Long EW chart using all stock market data
This chart uses stock market data from the market inception I believe. The key point is that the count suggests a move towards the lower channel line.
For something more useful to trade off and for those interested in Elliott Wave projections and cycles, here is a link to a Peter Temple video made about 8 weeks ago.
I liked the video but he lost me when he said this move from 2008 has been corrective. Weve literally gone vertical for 10 years.
It’s strange in a way but I think all he’s really saying is that QE altered the natural path of the market and since the move from 2009 is artificial it will be fully retraced as opposed to a partially retraced impulse. So it could play out as an expanded flat which squeezes out liquidity before the next impulse sequence up (or more QE)
Ranchida, are we at “b”?
His working assumption is that a large corrective B wave is about to end. Then a large C wave down.
The large B wave subdivides into an ABC (blue) and C should be in it’s final stages
Sam, whose work I post on gold from time to time, is also on a large B wave from 2009 for SPY. He is favoring a deeply nested count for its final c wave along the lines of my recent SPX post … and so he doesn’t see it concluding anytime soon because of the remaining 4/5 unwinds. Not before 2019 would be my interpretation. I still find portions of his count since Feb 2016 entirely credible.
Pretzel dismissed the B wave idea as ludicrous just recently in his forum, tossing it out in his mind after 2012.
Technically, B waves CAN make new highs …. but I’m not inclined this way myself. Not at prices 60% above the prior high.
Finally … QE is not new. Versions of it go back to the 30s. (See Wiki) So falling back on QE as a rationale for an “un natural” wave is absurd. We’re charting nominal dollars here, after all. As for the 3 waves down into March ’09, why not a truncation?
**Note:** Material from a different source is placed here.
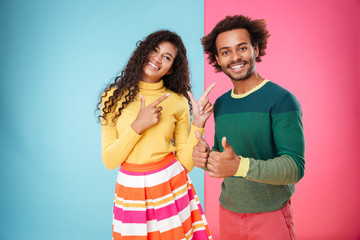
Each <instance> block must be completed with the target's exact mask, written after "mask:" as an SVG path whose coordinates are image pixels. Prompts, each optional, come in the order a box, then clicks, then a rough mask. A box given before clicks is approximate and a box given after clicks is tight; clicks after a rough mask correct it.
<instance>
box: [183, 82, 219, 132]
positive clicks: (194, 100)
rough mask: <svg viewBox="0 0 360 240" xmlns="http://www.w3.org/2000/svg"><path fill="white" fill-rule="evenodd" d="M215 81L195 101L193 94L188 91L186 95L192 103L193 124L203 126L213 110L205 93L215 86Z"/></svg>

PS – IMO, it was the suspension of FASB 157 on April 2, not QE purchases, that formed the bottom.
http://www.zerohedge.com/article/guest-post-extend-and-pretend-where-are-we-after-one-year-suspension-fasb-rules
QE1 began in November ’08 (MBS), so its difficult to see that being the basis for the turn.
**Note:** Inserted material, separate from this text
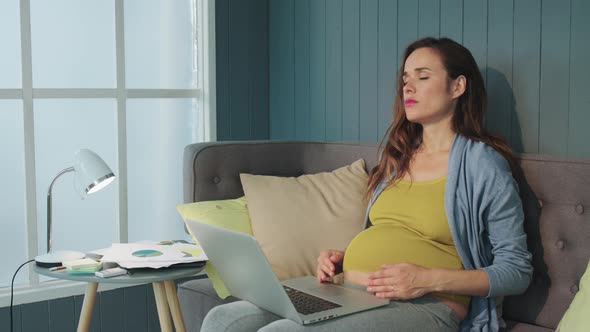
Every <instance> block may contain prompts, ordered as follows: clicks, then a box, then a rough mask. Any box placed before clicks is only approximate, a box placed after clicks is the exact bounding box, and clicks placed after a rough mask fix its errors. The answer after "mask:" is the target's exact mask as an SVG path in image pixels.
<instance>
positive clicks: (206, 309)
mask: <svg viewBox="0 0 590 332" xmlns="http://www.w3.org/2000/svg"><path fill="white" fill-rule="evenodd" d="M238 300H239V299H238V298H235V297H233V296H229V297H227V298H226V299H224V300H222V299H220V298H219V297H218V296H217V294H216V291H215V289H214V288H213V284H212V283H211V281H210V280H209V279H206V278H205V279H197V280H189V281H186V282H184V283H181V284H179V285H178V302H179V304H180V308H181V310H182V316H183V317H184V324H185V327H186V330H187V331H199V330H201V324H202V323H203V319H205V316H206V315H207V313H208V312H209V310H211V309H213V308H214V307H215V306H218V305H221V304H224V303H230V302H234V301H238Z"/></svg>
Teller appears to see this C wave as an ending diagonal, and is looking for c up of 5 of C to conclude it, IIRC. Maybe with b down incomplete, not sure.
For the record, my own (non EW) work flatly doesn’t support a near term top. Not before yearend, if then. Both James Goode and Joe Taverna are both looking at us nearing just the end of a FIRST wave.
To those whose heads are spinning from all these counts … this is why I prefer using my own tools FIRST, and multiple EW options as a reference. Too many reasonable ALTs from EW. But EW is invaluable because it can warn of POTENTIAL reversal points (and in surprising places) if you can establish a count that is tracking well. Sometimes you can’t. The trick for me is disqualifying counts that prove wrong. EW is not the holy grail.
I track QQQ which is potentially in wave 5 in an ED on the daily. The most likely target for pattern completion is 150.4. If 153 is exceeded then the pattern and presumably entire count are wrong.
There are additional indicators I use which show weekly negative divergence indicative of a possible intermediate top.
I’m only looking at what I believe is a good trade set up not necessarily the final high. It’s simply a low risk high potential entry which may develop into a large position later.